Well, I think I've been pretty clear that Aker BP is not a late-life company, per se. That is not where we believe that we have a competitive edge. We are running a project at Ula, trying to see what we can—what can be done when you deploy technology, competence, and cost focus on a late life asset. The jury is still out, but the Ula team is very enthusiastic and actually making great improvements... On mid-life change around, I think that's actually still our sweet spot. There are more modern systems. It takes less to liberate data and deploy modern technology, and there are a lot more upsides to be held in terms of drilling infill wells or intervention or these other, I would say, key initiatives or key investments.

It's essentially there where we have the biggest value outtake as well.
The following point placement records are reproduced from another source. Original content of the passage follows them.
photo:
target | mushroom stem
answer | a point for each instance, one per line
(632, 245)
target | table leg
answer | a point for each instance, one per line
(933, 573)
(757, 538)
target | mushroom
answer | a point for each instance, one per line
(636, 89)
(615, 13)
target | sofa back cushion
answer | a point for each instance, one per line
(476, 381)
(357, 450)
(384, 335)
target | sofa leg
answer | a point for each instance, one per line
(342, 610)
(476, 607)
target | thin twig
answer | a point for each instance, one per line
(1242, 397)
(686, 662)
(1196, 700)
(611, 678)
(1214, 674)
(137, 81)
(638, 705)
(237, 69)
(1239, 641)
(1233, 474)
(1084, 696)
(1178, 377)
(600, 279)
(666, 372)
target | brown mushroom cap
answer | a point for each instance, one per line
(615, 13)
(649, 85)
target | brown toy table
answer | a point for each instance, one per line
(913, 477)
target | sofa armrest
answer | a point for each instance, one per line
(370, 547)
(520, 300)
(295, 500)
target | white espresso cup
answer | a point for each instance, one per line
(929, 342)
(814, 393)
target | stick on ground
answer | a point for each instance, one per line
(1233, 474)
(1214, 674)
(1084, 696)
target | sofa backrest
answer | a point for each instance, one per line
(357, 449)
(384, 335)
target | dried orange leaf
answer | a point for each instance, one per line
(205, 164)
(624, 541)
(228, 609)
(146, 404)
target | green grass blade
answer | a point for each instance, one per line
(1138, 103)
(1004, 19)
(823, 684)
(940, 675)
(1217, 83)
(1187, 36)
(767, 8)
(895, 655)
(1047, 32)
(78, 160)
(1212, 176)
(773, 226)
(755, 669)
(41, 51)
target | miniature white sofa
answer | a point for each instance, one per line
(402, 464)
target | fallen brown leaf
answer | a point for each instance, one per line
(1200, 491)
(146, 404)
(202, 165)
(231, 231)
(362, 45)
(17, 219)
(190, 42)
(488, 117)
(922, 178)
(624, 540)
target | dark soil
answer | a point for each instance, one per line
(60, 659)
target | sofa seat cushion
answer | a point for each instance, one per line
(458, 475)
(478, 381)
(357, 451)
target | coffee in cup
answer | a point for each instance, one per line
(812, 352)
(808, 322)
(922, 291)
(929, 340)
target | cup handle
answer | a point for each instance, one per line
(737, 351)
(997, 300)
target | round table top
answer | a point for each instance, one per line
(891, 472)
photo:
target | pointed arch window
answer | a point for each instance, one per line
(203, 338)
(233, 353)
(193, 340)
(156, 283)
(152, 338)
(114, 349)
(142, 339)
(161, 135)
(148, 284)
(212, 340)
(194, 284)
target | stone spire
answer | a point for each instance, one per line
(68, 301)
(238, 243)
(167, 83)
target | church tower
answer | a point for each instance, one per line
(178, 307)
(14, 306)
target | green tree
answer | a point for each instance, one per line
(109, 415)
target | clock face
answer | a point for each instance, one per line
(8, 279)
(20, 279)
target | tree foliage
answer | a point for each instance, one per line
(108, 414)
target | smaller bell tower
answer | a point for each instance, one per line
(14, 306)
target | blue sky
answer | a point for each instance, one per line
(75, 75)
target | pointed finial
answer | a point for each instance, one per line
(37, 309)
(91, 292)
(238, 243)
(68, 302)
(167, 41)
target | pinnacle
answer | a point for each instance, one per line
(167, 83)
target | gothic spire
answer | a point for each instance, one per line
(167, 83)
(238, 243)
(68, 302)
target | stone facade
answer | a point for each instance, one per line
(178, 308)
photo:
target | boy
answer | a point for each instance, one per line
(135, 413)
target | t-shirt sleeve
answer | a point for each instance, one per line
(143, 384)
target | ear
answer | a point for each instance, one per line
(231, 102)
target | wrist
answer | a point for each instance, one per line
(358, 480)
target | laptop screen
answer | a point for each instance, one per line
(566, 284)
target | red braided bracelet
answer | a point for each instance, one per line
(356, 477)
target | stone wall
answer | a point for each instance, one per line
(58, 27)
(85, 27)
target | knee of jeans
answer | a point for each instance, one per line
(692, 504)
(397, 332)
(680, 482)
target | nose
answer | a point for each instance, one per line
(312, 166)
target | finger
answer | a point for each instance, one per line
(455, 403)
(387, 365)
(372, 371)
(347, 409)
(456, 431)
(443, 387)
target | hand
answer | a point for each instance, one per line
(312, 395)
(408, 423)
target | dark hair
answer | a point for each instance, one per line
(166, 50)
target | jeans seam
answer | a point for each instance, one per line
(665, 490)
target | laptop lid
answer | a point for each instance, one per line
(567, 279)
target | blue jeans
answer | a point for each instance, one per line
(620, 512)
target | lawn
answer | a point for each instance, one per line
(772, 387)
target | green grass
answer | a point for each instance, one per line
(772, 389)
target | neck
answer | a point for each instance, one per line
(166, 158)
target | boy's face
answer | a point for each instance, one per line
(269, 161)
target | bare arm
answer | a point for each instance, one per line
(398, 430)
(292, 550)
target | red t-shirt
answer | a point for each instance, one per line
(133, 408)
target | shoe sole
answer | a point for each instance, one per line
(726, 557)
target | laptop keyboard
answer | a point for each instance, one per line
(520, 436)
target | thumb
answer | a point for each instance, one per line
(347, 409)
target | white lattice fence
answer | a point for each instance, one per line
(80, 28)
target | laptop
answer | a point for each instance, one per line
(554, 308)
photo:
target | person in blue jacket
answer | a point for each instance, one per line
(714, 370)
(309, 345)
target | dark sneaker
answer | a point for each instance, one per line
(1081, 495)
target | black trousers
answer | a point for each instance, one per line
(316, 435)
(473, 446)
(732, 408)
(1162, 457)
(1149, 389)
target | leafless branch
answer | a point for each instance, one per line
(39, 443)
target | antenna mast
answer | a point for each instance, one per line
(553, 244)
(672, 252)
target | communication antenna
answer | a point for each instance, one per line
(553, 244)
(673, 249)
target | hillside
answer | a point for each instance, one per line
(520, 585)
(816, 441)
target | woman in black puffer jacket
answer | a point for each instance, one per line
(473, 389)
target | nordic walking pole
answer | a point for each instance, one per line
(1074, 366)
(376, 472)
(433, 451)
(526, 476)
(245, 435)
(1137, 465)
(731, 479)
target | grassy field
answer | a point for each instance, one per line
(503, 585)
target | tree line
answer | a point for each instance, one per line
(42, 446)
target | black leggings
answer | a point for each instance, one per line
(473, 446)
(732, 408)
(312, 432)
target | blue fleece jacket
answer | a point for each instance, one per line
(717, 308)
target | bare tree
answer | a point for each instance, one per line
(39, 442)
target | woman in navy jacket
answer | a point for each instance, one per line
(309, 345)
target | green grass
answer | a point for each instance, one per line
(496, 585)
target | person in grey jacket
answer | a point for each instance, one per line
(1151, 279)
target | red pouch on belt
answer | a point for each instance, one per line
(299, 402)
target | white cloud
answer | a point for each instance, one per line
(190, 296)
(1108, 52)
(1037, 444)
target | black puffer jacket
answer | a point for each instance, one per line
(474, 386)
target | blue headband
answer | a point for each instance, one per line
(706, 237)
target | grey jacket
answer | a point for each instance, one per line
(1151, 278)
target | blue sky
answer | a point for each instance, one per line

So in a way, I would say that our technology deployment is focusing on where we have the biggest competitive edge. If you transfer that to M&A, I doubt that you'll see Aker BP going after late life assets. I don't really see that fitting our strategy. Quite the opposite, I see this fitting with the existing strategy we have of field development, exploration, and mid-life asset turnarounds. So you can from that, you can infer that late-life portfolios is not necessarily where we'll focus on an M&A strategy. Then your discussion around technology deployment into continental shelves like UKCS, or GOM, it's not necessarily. Yeah, I think the technology deployment strategy would work as well as it would in Norway.

That's not what it's about. It's not about our knowledge base of subsurface, which I think we are actually pretty capable of, but it's about our focus. It's about this triangle between, understanding regulatory framework, working within an ecosystem that we have established now with the alliances for a number of years, and then being focused on something. And focus is extremely important to a company like Aker BP. We've stayed focused, we've stayed close to our strategies in 2016, and that is the reason I intend to stay focused on the Norwegian Continental Shelf also going forward.

Anish Kapadia
Director, Head of Energy, Palissy Advisors

Great. Thank you.

Kjetil Bakken
VP of Investor Relations, Aker BP

Thank you. There seems to be no further questions, so maybe you would like to wrap it up, Karl?

Karl Johnny Hersvik
CEO, Aker BP

Yeah, sure. I'll do this short and sweet. So thank you, guys, for listening in. And thank you for all the positive comments. That's highly appreciated. And with that, I'll just close the Q4 presentation and full year 2023. Wish you a good day, and welcome back in a quarter.